3.2. Screening of Biomarkers Associated with Cuproptosis in CESC

LncRNAs are major regulatory factors that regulate gene expression, play important roles in various biological processes, and can also be used as biomarkers for many cancers. Pearson correlation analysis was used to screen cuproptosis-related lncRNAs. A total of 1497 cuproptosis-related lncRNAs (CRLs) was identified. Through consensus cluster analysis, the CESC patients could well be distinguished (Figure 2a). CESC patients in CRLs cluster2 displayed worse OS (Figure 2b).
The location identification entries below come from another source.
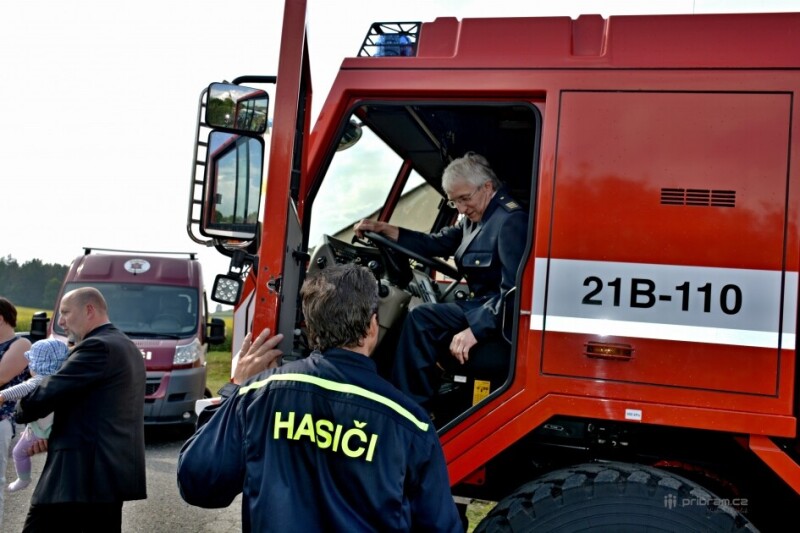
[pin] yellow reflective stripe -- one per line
(339, 387)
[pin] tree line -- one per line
(31, 284)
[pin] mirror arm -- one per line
(193, 201)
(255, 79)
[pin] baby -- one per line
(44, 358)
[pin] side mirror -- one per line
(232, 186)
(237, 108)
(350, 136)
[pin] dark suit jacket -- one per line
(488, 257)
(96, 447)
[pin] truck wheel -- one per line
(613, 497)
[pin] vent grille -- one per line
(698, 197)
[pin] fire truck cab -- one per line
(647, 364)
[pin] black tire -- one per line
(613, 497)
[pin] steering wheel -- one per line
(382, 241)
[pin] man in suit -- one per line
(95, 457)
(487, 245)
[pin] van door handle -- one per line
(608, 350)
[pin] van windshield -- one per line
(140, 310)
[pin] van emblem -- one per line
(137, 266)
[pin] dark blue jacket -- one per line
(95, 453)
(318, 444)
(489, 261)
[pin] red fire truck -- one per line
(647, 374)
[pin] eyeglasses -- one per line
(461, 200)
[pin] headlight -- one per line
(188, 353)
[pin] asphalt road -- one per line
(162, 511)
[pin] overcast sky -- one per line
(99, 102)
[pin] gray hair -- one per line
(471, 168)
(338, 304)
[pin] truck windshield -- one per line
(356, 186)
(159, 311)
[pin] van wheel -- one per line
(613, 497)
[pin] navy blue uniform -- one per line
(488, 254)
(321, 444)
Principal component analysis (PCA) showed CESC patients in cluster1 were well distinguished from cluster2. Machine learning analysis indicated that the accuracy of the 1497 CRLs in the prediction of survival situations was poor. Therefore, we randomized the patients into training and validation groups at 2:1 and performed univariate Cox regression analysis followed by least absolute shrinkage and selection operator analysis and multivariate Cox regression analysis (Figure 2e,f, Supplementary Table S1). Nine CRLs were determined to be associated with the overall survival (OS) of CESC. Patients with CESC with a high expression of AC002128.2 and AC009237.14 displayed worse OS, and those with a high expression of AC002563.1, AC048337.1, AC145423.1, AL117336.1, AP001542.3, ATP2A1-AS1, and LINC00426 displayed better OS (Figure 2g–o).
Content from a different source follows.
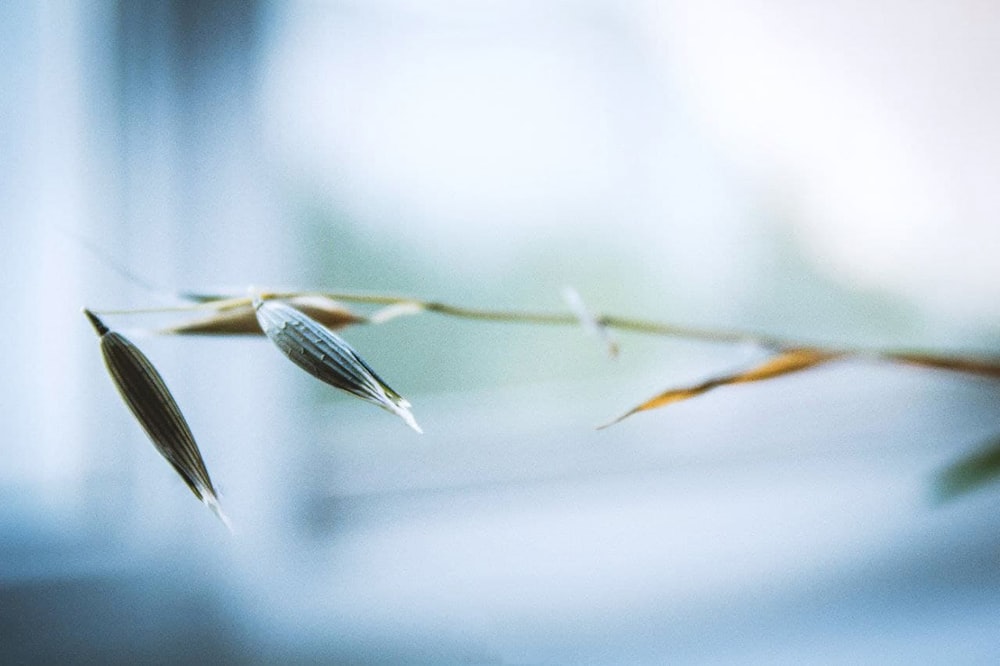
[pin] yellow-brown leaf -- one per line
(786, 362)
3.3. Construction and Validation of Risk Model in CESC

After candidate biomarkers determined by univariate and multivariate Cox regression analyses, those nine CRLs (AC002128.2, AC002563.1, AC009237.14, AC048337.1, AC145423.1, AL117336.1, AP001542.3, ATP2A1-AS1, and LINC00426) were used to construct a risk model according to previous studies. In groups of training, validation, and entire, we found that CESC patients with low-risk scores displayed longer survival times (Figure 3a,e,i). The Kaplan–Meier (K–M) survival curve showed that patients with low-risk scores had a better OS than those high-risk patients in the training, validation, and entire groups (Figure 3b,f,j). PCA showed that CESC patients with high-risk scores were well distinguished from CESC patients with low-risk scores using those nine CRLs (Figure 3c,g,k). The 1-year area under curve (AUC) values of risk models in the training, validation, and entire groups were all higher than 0.7, at 0.713, 0.737, and 0.716, respectively (Figure 3d,h,l). The AUC values of time-dependent receiver operating characteristic (ROC) curves of this model were all good. In the entire group, the AUC values of 1-year, 3-year, and 5-year ROC curves were all higher than 0.7 and were 0.716, 0.718, and 0.719, respectively.
To clarify the relationship for the risk score with pathologic M and pathologic N, we first carried out a difference analysis and found that there was no significant difference between CESC patients with M0 and M1 and CESC patients with N0 and N1. In M0 CESC patients, high-risk CESC patients still showed significantly poorer survival. In M1 CESC patients, high-risk CESC patients did not have significantly poorer survival (Figure 4b). The difference in overall survival between high- and low-risk patients was independent of N (Figure 4d). Univariate and multivariate Cox regression analyses were performed for the risk model and pathologic NM. The risk model was determined to be independent for the OS of CESC (Figure 4e,f). Compared with the pathologic NM, the risk model shows the best predictability (Figure 4g).
Next, we conducted a validation study. Consensus analysis showed those nine CRLs could better distinguish CESC patients (Figure 4h). There were also significant differences in survival between the two groups (Figure 4i). Patients with CESC can be basically separated using these nine biomarkers (Figure 4j). In terms of prognostic accuracy, the risk models we constructed all had higher AUC values than the different models of machine learning (Figure 4k).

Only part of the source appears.